Apart from the routine fact that giardiasis is transmitted through the ingestion of contaminated water and food, causing diarrhoea and malabsorption in children, the authors presented a case of the dreaded systemic manifestations of giardiasis in a pregnant female, along with prevention and control measures. Most studies on giardiasis have focused on the paediatric age group; thus, the present case involving an adult will undoubtedly guide and inform medical professionals about the serious and life-threatening manifestations of giardiasis.
Since 2004, the WHO’s neglected disease initiative has included giardiasis (2),(4). Although children are commonly affected, the infectious form, the mature cyst and the minimum infective dose of 10 cysts indicate that adults are also susceptible to this infection (1). Pregnancy is considered a low-immunity situation, increasing the chances of acquiring infections. In developing countries, especially in slum or overcrowded rural areas, issues such as sanitation, maintenance of water supply, and hand and personal hygiene is big issue. So many working pregnant females present in these conditions and that’s why they are more prone to parasitic infections. These infections are often asymptomatic or self-limiting in immunocompetent individuals. Giardia is one such parasite and is, in fact, one of the common causes of waterborne outbreaks. A seasonal tendency has been noted for this infection, particularly from May to October, during the summer, monsoon, and post-rainy period (4).
After exposure and ingestion of cysts via food or water, Giardia hatches out into trophozoites and colonises in duodenum (1). It attaches to epithelial cells via sucking disc, causing lesions in the villous borders. This, along with the virulence factor Variable Surface Proteins (VSP), increases intestinal permeability and leads to diarrhoea (3).
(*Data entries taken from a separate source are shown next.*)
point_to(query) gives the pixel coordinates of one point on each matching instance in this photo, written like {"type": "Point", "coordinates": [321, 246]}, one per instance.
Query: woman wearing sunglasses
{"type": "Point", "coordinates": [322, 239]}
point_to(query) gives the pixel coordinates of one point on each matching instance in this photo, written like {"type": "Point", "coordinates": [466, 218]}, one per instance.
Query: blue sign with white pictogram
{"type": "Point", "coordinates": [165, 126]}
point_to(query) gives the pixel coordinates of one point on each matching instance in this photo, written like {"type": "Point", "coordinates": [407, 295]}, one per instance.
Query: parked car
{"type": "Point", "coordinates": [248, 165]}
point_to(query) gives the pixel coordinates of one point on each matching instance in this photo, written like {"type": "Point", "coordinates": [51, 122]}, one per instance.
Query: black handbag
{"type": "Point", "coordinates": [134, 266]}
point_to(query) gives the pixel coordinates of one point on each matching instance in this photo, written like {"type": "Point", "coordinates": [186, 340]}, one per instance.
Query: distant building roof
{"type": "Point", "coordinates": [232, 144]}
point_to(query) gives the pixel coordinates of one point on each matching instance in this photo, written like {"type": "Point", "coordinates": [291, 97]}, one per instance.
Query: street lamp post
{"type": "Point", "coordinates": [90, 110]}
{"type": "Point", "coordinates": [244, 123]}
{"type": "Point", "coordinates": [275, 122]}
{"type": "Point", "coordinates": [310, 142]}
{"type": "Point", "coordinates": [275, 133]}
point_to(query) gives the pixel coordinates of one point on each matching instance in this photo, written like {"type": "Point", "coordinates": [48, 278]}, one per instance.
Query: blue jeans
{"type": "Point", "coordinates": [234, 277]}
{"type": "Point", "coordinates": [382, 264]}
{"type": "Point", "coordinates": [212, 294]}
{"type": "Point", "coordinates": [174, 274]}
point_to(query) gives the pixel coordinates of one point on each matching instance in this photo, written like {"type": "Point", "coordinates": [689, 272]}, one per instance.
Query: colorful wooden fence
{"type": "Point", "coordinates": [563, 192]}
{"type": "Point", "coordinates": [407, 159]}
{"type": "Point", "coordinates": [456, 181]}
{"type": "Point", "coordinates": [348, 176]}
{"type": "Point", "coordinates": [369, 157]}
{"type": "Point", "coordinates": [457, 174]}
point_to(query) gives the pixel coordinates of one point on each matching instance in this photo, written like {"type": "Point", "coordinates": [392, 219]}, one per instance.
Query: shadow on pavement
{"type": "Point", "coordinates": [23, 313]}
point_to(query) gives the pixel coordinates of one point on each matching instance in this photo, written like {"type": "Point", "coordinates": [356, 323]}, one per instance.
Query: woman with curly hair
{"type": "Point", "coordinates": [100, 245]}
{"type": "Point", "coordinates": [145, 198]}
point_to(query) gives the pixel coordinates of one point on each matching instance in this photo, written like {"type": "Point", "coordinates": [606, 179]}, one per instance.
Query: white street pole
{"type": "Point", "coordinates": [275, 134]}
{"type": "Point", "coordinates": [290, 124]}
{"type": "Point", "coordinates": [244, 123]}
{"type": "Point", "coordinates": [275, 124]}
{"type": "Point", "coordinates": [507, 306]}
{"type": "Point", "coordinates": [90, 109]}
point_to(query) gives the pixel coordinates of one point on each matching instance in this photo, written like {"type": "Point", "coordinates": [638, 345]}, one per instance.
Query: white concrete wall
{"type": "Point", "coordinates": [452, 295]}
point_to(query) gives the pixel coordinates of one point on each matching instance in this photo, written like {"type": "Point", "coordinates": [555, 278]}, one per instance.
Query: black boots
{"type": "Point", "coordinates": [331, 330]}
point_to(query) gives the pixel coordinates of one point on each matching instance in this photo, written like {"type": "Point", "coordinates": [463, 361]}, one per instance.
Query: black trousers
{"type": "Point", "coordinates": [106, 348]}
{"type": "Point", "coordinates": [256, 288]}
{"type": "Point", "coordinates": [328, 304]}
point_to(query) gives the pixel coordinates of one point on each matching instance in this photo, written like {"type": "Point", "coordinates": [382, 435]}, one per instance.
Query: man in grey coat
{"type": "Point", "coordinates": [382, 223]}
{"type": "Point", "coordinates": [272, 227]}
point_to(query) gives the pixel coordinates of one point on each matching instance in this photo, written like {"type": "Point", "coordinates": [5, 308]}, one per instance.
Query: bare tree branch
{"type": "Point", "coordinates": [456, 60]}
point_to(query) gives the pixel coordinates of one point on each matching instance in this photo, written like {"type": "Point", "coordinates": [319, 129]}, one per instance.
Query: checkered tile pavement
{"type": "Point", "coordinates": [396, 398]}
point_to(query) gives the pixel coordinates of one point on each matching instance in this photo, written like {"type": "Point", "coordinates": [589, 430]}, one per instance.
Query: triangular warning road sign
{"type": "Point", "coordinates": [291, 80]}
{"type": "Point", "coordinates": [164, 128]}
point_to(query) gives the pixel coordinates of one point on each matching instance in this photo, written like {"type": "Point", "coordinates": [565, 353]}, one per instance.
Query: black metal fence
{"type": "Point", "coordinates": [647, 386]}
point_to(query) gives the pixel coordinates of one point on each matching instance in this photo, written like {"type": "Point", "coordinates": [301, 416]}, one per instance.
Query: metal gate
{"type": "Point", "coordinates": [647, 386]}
Common symptoms include abdominal pain, malabsorption and weight loss. In adults, chronic sequelae can manifest as fatigue, irritable bowel syndrome and joint pain, while in children, failure to thrive is common outcome (3).
The above factors, along with fact that the blood group A enhances susceptibility to this infection (1), were present in this pregnant female. Similar episodes of diarrhoea earlier in the pregnancy suggest that patient was suffering from chronic giardiasis. Patient was suggested drugs for diarrhoeal symptoms only, without doing laboratory diagnosis in stool sample. Haemoglobin was normal as of haemoconcentration resulting from hypovolemia. Symptoms eventually worsened, leading the patient to enter a chronic stage and more profuse diarrhoea and massive fluid loss, which resulted in hypovolemic shock. This affected her twin pregnancy, as fluid loss leading to oligohydramnios and finally IUFD occurred.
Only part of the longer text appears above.